Hunting to Conserve

Have you thought about conservation lately? Being a millennial myself, I have been aware of the various advertisements, protests, and organizations that surround the topic of animal conservation. Perhaps you can remember the great conservation tragedy with the death of Cecil the lion last year, the media backlash that Walter Palmer received. Headlines filled with stories about the dentist from Bloomington, Minnesota, who suddenly found himself as the target of aggression.

Palmer’s story is not different from that of Corey Knowlton, the subject of a Radiolab podcast titled The Rhino Hunter. However, Radiolab frames the story and makes a daunting apologist-like leap towards showing the other side of the conservation effort. In 2014, after he won the bid for the tag to hunt a Black Rhino in Namibia, Knowlton received death threats and aggressive emails and comparable media coverage as Palmer had gotten. Despite the aggression shown towards him, Knowlton had continued with the plan: he hunted and killed a Black Rhino. Currently, the Black Rhino population is struggling at around 5,000-5,500 in conservation parks and sanctuaries. They remain to be classified as critically endangered, teetering the brink of extinction.

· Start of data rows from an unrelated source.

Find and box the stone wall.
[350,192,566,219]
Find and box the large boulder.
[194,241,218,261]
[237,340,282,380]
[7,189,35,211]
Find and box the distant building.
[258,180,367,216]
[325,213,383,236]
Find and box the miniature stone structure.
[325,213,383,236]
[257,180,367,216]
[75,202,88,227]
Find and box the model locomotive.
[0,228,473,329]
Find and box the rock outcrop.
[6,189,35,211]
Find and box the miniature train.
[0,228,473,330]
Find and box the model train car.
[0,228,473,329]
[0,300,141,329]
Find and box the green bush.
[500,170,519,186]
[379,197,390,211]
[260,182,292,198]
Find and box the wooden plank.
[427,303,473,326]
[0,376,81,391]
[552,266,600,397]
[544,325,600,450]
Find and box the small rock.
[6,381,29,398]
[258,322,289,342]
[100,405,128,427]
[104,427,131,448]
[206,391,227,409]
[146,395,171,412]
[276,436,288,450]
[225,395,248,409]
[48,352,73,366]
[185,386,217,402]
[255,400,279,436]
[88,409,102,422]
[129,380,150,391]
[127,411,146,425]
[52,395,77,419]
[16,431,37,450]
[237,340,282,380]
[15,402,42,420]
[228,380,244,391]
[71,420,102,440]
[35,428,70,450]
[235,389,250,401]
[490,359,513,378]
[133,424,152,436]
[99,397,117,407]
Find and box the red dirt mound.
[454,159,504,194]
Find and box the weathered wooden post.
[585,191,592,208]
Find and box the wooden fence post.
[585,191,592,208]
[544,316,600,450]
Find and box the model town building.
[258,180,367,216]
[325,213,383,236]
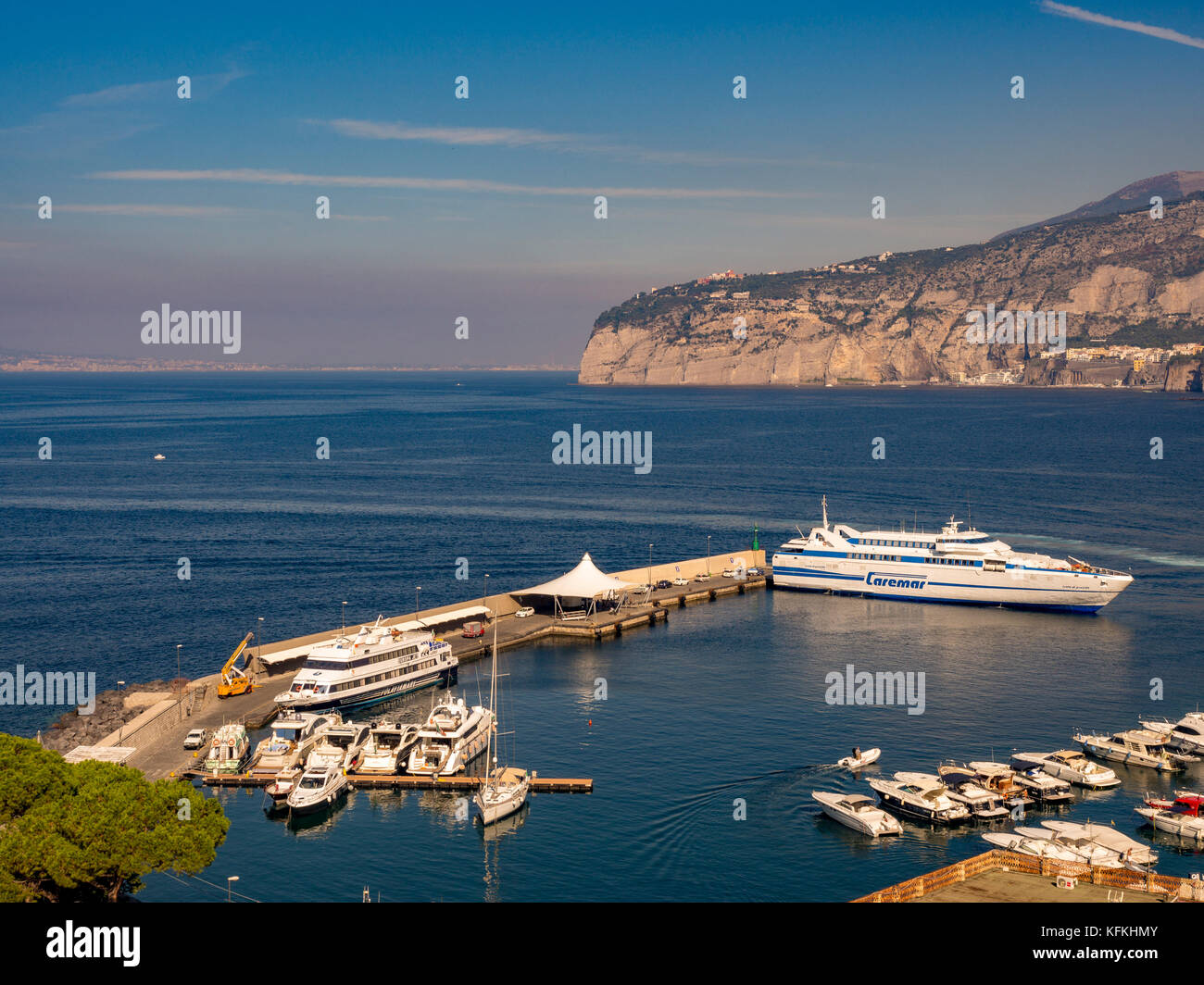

But his reason for going through with it was that he was for the conservation movement.

This struck me as I delved deeper into the story. By buying these expensive tags through agencies, the money that they raise through auctioning actually goes into preserving the sanctuaries in Africa thus he was actually hunting to conserve.

Stories like these are not rare, as agencies make thousands of dollars selling these prized tags. But it is not an issue that only affects the hunters in america, but also the governments of countries like Namibia. They are selling the opportunity to kill an endangered animal to protect more endangered animals. The dialogue that surrounds the conservation effort are all dominated by one sided point of view, it fails to show how there are many other connections, agendas, and motivations involved in trying to protect an animal in the brink of extinction. I think that people are often too hurriedly jumping to the conclusion of conservation as a black and white issue, when stories like Knowlton’s and Palmer’s show the politics and the influential role of money that work to pull the strings behind the scenes.